The future quantum internet: made in Delft or China?

Scientists are spaced out. Chinese researchers sent quantum information from a satellite to earth, a breakthrough in the development of an unhackable quantum internet. What does this mean for Delft's efforts in this field?

The cover of Science. Artist's rendering of the quantum science satellite Micius, distributing two entangled photons to two locations separated by ~1200 kilometers on Earth.
The cover of Science. Artist's rendering of the quantum science satellite Micius, distributing two entangled photons to two locations separated by ~1200 kilometers on Earth.

Just four weeks ago TU Delft was king of the castle. In a Science article, published June 2nd, researchers from QuTech and colleagues from the University of Oxford described a technique to make quantum repeaters, which are presumed to be fundamental for a future unhackable quantum internet.

Hardly had the ink of the Delft/Oxford article dried, than scientists at the University of Science and Technology of China in Shanghai had their Science article published. In the article, they describe how they used a satellite to send quantum information through space.

The Asians are now at the centre of attention. Media around the world talk about 'a landmark study and a giant step for the quantum internet' ( Scientific American), a study that 'shatters entanglement record' (Science News Magazine).

Both groups are working towards new methods to design an internet based on quantum entanglement and photons. Theoretically, this type of internet should be unhackable.

As the light particles travel through air or fibre, the information encrypted in photons –the most promising quantum information carriers - degrades rapidly. Both groups are working on tackling this problem.

'Once you have satellites distributing your quantum signals throughout the globe, you've done it'

Delft researchers set their sights on quantum repeaters: combining multiple weak quantum links into one stronger one.

The Chinese believe the solution lies in outer space: by sending information through near vacuum, the signals are not disturbed.

Place your bet. Delft or Shanghai?

Science magazine seems to have put its cards on the Chinese. "Quantum repeaters that rebroadcast quantum information aren't yet mature", the magazine wrote in an editorial.

"Many physicists have dreamed instead of using satellites to send quantum information through the near-vacuum of space."

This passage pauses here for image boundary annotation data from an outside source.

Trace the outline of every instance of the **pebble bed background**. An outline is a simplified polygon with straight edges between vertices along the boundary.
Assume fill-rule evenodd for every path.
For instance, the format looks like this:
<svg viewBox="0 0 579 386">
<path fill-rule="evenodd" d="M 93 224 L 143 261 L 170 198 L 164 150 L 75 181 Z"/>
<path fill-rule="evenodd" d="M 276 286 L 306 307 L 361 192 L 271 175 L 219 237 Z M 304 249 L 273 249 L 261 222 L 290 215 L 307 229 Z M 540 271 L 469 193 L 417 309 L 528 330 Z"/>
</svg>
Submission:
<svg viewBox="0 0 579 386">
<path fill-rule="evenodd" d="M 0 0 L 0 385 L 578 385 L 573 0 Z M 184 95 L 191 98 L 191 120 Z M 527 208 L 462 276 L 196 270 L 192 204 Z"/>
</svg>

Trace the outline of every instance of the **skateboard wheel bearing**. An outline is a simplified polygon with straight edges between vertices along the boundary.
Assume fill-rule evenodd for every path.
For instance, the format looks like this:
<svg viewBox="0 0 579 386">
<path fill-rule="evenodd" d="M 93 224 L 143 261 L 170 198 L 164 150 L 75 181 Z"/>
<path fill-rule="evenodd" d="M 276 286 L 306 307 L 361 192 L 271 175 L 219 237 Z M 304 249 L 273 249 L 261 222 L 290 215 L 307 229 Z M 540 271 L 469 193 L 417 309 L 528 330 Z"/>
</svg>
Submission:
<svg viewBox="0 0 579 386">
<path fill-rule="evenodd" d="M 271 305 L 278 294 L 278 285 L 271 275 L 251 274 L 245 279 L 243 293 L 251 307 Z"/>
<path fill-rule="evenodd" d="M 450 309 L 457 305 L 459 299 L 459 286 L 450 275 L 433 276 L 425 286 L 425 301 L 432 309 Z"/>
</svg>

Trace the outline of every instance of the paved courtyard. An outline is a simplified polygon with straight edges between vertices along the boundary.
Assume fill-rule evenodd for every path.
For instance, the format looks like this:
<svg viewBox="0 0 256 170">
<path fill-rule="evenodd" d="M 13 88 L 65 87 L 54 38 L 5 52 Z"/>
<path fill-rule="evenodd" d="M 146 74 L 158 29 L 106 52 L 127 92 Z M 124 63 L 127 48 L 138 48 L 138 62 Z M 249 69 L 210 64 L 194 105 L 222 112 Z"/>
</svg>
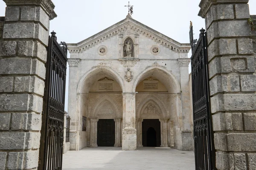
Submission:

The article continues with a quote from Verónica Fernández Mármol, a physicist at the Spanish National Research Council in Madrid: "Once you have satellites distributing your quantum signals throughout the globe, you've done it. You've leapfrogged all the problems you have with losses in fibres."

'The Chinese technique is sensational, but has limitations too'

Peter Humphrey, of QuTech, is one of the authors of the Delft/Oxford publication. "It is not this or that", he says. "What the Chinese have done is sensational and I suspect satellites will become an important part of the future internet. But their technique has limitations too. They succeeded in sending information from A to B through space, not in sending it to many different nodes."

"In order to send information in all directions you need repeaters. Maybe like the ones we are working on. Who knows, one day satellites might be carrying our repeaters and form the infrastructure of the internet."

According to the Delft researcher both efforts are complimentary approaches to increasing both the distances between and the number of different places that can be joined together in a quantum network.

The weird limbo of superposition

The research that lead to the Science article on quantum repeaters was carried out by Ronald Hanson's group at QuTech. This group is renowned for designing networking links based on quantum entanglement.

In 2015, in a sophisticated experiment, Hanson's group measured entangled electrons 1.3 kilometres apart, showing once and for all that entanglement is real and that it could be used for hack-proof communications.